Perkembangan yang pesat dari korporasi ini terutama dipengaruhi oleh perubahan dan perkembangan masyarakat itu sendiri, yakni perkembangan masyarakat agraris ke masyarakat industri dan perdagangan (internasional) pada dasawarsa terakhir ini. Ciri masyarakat industri adalah dengan munculnya korporasi sebagai pelaku ekonomi atau subyek hukum.
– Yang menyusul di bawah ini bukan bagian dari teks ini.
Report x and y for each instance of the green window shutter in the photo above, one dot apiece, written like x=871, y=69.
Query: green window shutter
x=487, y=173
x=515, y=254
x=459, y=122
Korporasi dalam perkembangan- nya dapat memperoleh hak (dan kewajiban) yang dimiliki oleh manusia, seperti dapat membuat sebuah kontrak, dapat menuntut dan dituntut, namun korporasi tetap berbeda dengan subyek hukum manusia yakni pada sifatnya yang tidak memiliki jangka waktu hidup, dalam arti dia bisa hidup selama- lamanya.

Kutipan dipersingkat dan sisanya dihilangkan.